Chinese experts explain the cause of serious floods

Avatar of Nick John By Nick John Dec9,2023 #Chinese #experts
Chinese experts explain the cause of serious floods 2
Chinese experts explain the cause of serious floods 2

Fan Xiao, a geologist at the Sichuan Bureau of Geology and Mineral Resources, said decades of land reclamation and dam construction on rivers in the Yangtze River basin have reduced the area and volume of Poyang Lake,

About 1,300 km of land was reclaimed there from 1954 to 1998, causing the lake’s surface area to shrink from 5,160 km2 to 3,860 km2, according to research by David Shankman, a geographer at the University of Alabama, USA.

Vehicles were submerged by floods in Tongjiang district, Guizhou province, in early June. Photo: SCMP

Zhang Wenbin, an environmentalist, said he once investigated illegal land reclamation at Thac Lam, another freshwater lake in Jiangxi province.

`There are many similar cases,` Zhang said, saying Thac Lam Lake has shrunk in size, reducing its water capacity.

China is experiencing its worst floods in decades.

In some of the worst-hit areas, such as Jiangxi, dikes broke and houses were destroyed, reminding local people of the 1998 flood that killed more than 3,000 people and left 15 million homeless.

`We were on higher ground so we didn’t expect the flood to be so serious. The water rushed in. I had to drive to the store to package goods,` said Ping Ping, owner of a ceramics store in Jingdezhen.

`Before, I only saw floods on TV. That night, the floodwaters first rose up to my knees, then continued to rise again,` she said.

`The Jingdezhen government must think about this. Every year we hear flood warnings, so shop owners often have experience in what to prepare when,` she said, questioning why.

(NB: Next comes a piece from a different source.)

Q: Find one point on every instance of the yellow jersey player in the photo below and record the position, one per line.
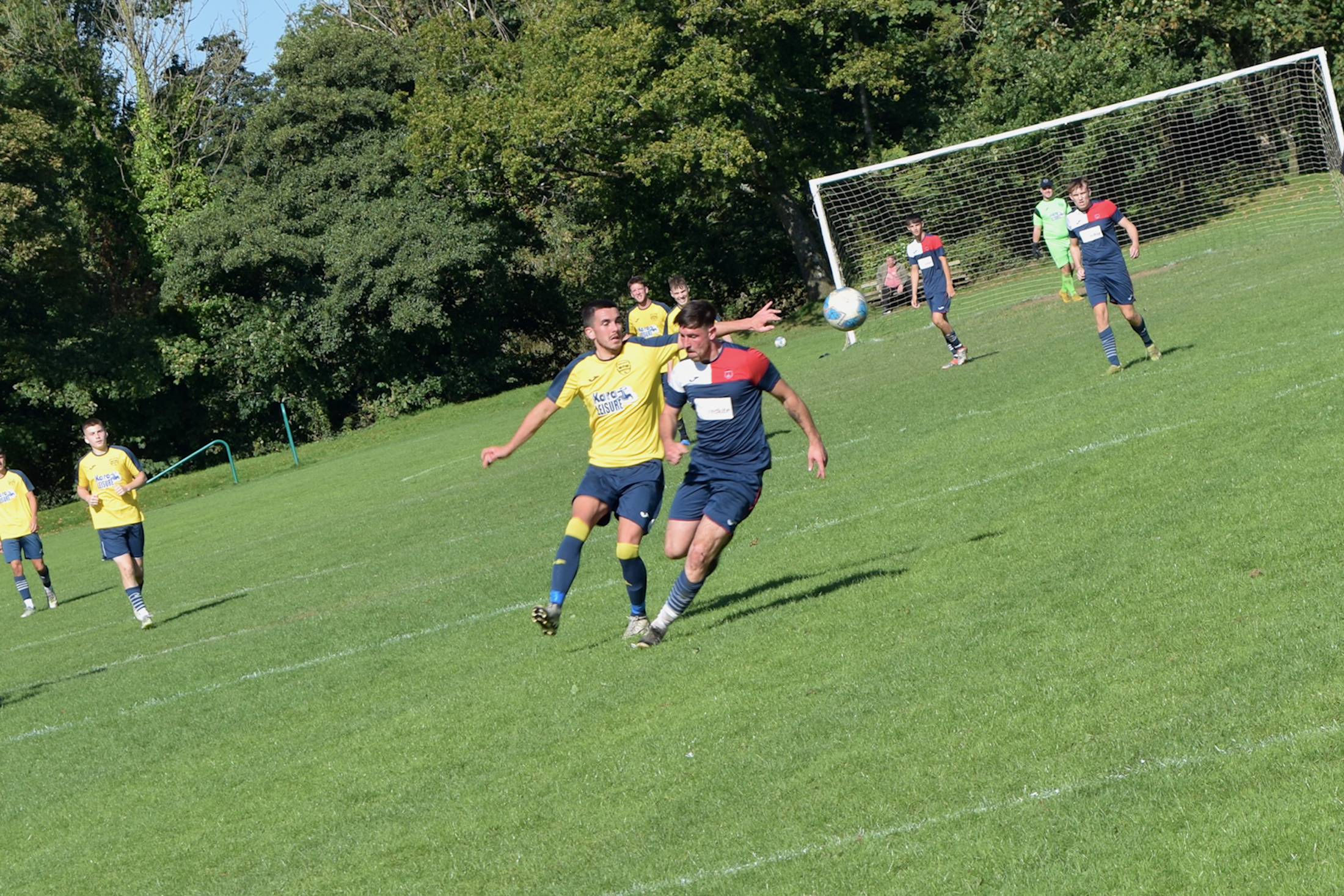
(19, 534)
(647, 319)
(108, 479)
(620, 383)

Chinese experts explain the cause of serious floods

Dyke breach in China’s largest freshwater lake

The dike broke in Poyang, China’s largest freshwater lake, on July 13.

In the summer, China often experiences floods, but illegal land reclamation and climate change have contributed to more severe consequences and longer flood periods.

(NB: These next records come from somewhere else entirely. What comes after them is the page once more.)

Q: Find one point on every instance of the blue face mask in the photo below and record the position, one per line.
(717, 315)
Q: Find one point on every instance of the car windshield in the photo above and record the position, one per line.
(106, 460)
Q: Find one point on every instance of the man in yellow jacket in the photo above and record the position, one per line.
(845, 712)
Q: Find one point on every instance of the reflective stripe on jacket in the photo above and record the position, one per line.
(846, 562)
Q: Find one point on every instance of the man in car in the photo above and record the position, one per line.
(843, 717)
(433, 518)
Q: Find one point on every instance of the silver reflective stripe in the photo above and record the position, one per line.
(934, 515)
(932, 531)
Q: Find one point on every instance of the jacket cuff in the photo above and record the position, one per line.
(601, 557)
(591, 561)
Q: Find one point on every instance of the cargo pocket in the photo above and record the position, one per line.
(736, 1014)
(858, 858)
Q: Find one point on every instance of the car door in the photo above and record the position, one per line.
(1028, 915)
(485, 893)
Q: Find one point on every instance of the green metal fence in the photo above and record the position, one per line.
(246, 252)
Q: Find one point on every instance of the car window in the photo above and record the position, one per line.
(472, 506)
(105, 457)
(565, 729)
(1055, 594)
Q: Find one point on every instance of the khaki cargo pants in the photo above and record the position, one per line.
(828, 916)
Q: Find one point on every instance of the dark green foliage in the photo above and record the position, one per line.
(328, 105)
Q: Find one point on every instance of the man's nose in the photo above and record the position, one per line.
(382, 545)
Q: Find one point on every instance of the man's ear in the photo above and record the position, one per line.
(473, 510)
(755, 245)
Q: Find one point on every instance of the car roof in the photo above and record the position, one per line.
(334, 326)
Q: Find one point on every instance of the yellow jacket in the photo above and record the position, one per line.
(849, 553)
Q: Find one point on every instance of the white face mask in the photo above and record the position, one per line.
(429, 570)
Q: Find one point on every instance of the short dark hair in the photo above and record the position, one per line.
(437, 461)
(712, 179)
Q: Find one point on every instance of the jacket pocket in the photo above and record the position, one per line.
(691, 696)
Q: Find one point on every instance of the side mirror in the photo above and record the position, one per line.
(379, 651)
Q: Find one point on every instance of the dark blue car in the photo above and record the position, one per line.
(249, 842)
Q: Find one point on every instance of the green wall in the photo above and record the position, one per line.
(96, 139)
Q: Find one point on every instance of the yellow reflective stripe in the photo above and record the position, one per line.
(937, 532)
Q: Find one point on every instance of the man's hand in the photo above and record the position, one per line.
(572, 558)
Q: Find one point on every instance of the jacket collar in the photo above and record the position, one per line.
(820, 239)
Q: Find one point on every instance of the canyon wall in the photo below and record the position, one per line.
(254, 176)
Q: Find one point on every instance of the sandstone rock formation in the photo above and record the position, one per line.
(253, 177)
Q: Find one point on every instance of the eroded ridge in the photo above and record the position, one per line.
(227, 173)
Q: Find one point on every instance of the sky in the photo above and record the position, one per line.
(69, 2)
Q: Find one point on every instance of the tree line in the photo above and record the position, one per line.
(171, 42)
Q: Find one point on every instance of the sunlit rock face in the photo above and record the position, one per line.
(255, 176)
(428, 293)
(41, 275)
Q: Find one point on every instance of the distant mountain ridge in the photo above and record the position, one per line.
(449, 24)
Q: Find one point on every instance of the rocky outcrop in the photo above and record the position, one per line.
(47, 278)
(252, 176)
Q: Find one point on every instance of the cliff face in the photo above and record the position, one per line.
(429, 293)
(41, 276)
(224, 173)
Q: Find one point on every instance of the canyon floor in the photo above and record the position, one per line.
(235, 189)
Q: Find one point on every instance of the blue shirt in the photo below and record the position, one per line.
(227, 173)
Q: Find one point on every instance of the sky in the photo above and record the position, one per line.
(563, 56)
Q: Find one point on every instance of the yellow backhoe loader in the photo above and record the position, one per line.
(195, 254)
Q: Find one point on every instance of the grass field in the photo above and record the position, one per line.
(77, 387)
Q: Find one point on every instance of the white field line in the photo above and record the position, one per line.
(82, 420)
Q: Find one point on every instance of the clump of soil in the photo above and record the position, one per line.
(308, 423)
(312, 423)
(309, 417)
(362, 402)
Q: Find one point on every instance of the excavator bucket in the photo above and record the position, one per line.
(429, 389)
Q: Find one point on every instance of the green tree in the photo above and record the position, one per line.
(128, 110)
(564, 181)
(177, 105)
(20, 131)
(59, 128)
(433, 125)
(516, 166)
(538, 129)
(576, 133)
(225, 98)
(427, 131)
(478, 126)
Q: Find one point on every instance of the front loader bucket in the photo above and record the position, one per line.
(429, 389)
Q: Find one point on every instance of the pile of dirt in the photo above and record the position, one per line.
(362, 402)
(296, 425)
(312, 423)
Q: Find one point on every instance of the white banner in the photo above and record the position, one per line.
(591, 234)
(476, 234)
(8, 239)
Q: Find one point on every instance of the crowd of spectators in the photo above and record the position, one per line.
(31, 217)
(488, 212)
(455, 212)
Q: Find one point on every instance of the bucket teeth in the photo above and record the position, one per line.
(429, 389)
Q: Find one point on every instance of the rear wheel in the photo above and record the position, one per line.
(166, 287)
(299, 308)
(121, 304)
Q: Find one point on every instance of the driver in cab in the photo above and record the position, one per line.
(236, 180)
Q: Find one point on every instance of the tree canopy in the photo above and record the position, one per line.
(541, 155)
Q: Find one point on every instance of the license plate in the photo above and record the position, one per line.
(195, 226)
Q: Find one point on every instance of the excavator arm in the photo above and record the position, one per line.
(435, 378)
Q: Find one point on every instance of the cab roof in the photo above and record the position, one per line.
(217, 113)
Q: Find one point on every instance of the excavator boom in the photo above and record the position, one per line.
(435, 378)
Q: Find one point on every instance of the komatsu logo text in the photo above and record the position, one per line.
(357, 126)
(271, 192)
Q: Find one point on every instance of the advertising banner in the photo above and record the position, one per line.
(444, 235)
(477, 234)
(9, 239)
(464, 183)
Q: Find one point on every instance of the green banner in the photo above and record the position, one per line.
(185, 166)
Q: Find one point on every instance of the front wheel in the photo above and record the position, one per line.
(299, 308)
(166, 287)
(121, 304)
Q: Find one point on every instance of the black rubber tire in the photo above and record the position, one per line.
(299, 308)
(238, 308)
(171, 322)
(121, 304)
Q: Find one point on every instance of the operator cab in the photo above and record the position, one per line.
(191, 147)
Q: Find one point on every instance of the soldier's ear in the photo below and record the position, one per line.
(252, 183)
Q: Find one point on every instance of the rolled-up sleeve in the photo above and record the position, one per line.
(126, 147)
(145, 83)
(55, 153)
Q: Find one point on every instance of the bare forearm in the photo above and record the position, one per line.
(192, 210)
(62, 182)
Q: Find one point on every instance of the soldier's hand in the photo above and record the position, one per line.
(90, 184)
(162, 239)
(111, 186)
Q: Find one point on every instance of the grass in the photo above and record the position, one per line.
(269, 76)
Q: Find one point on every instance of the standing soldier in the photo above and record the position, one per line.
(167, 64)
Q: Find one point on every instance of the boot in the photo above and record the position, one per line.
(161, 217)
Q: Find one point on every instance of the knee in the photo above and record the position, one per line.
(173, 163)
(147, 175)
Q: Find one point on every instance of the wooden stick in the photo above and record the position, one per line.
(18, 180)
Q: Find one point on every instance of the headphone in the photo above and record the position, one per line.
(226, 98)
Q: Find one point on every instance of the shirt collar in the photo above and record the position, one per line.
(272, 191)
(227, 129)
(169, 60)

`The subtropical high pressure system in the northwest Pacific this year is very strong,` said Song Lianchung, director of the China National Meteorological Center.

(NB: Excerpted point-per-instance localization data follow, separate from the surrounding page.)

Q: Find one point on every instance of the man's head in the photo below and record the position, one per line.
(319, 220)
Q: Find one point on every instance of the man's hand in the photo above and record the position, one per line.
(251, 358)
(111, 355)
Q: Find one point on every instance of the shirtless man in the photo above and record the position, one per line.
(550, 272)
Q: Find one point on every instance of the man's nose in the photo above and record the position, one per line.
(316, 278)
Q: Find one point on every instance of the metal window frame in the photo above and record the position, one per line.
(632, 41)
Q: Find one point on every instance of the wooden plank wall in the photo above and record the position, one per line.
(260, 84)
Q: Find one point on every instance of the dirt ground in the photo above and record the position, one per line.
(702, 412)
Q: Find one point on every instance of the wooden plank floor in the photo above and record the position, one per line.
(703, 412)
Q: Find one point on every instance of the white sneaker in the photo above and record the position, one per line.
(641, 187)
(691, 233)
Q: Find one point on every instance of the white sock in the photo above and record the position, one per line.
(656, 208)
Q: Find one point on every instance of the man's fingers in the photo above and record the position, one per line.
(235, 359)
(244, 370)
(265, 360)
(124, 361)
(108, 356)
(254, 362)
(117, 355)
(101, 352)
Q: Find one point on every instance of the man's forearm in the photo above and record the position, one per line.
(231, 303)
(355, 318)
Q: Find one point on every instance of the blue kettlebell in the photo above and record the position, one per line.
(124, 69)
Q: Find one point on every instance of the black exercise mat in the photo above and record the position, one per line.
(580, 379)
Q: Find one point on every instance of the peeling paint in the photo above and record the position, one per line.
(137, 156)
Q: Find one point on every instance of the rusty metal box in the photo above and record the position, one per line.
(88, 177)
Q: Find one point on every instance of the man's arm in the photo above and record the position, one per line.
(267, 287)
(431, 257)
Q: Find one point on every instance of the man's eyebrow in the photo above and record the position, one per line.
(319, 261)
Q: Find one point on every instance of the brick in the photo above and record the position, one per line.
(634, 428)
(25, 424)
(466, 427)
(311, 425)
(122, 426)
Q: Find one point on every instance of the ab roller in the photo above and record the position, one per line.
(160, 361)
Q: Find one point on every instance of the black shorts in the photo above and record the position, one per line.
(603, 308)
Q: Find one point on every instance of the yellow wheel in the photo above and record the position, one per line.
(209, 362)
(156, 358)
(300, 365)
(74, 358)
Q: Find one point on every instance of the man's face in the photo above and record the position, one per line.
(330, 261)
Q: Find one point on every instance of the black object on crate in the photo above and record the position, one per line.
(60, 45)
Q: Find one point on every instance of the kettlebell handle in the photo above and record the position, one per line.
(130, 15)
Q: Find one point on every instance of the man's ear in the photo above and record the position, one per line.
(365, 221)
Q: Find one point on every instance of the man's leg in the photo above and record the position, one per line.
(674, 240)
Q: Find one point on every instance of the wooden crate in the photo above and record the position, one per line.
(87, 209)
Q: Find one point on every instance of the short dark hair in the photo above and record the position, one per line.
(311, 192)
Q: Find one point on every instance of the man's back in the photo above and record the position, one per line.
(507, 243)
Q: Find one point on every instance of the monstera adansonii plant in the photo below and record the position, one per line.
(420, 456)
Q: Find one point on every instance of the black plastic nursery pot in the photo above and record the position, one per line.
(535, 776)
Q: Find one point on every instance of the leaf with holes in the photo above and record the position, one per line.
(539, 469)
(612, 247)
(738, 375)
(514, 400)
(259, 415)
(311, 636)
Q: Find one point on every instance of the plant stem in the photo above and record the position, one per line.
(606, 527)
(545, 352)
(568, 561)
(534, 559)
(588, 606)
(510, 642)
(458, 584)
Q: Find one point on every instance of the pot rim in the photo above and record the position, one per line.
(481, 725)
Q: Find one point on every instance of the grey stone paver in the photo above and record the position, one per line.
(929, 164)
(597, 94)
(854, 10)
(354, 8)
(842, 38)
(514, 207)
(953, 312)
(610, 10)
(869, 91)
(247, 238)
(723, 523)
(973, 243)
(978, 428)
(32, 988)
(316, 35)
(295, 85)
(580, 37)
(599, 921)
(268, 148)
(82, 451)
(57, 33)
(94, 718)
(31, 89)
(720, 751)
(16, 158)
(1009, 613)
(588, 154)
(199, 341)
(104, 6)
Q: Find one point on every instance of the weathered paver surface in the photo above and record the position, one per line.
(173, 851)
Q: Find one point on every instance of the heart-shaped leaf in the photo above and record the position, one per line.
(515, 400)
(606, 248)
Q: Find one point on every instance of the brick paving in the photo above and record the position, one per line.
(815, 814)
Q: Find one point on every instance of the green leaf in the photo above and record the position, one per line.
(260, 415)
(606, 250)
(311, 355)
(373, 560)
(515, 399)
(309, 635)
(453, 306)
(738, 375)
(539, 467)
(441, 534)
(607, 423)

Another reason is global warming, he added.

After the 1998 flood disaster, Beijing increased funding for flood control projects.

`China’s budget invested in water infrastructure in the five years after 1998 more than the total budget from 1949 to 1999,` said Cheng Xiatao, an expert with the National Disaster Reduction Commission.

Cheng said many reservoirs were built on China’s major rivers after 1998, including the giant Three Gorges Dam, which played a key role in `reducing flood pressure on the lower reaches of the Yangtze River`.

Chinese experts explain the cause of serious floods

The Three Gorges Dam released floodwaters on July 2 in Yichang city, Hubei province.

However, experts have questioned whether such giant dams can effectively control floods downstream and the Three Gorges, the world’s largest dam, was built in 2006 to ‘tame’ the river.

Mr. Fan believes that the dam can partially prevent floods upstream, but is not very effective in controlling floods in the middle and lower reaches of the Truong Giang.

Peter Gleick, a hydrometeorologist and member of the American Academy of Sciences, said that the Three Gorges Dam draws a big lesson that no dam, no matter how large, can prevent flood disasters.

`What we’re just learning is that human-caused climate change increases the risk of extreme rains and floods, making it impossible for dams like the Three Gorges to prevent future major floods,` he said.

Liu Junyan, a climate and energy campaigner with Greenpeace East Asia, said the intensity and frequency of extreme weather events are increasing, meaning China should consider this factor.

`Planning and construction need to be considered to meet the requirements of dealing with future climate risks,` Liu said.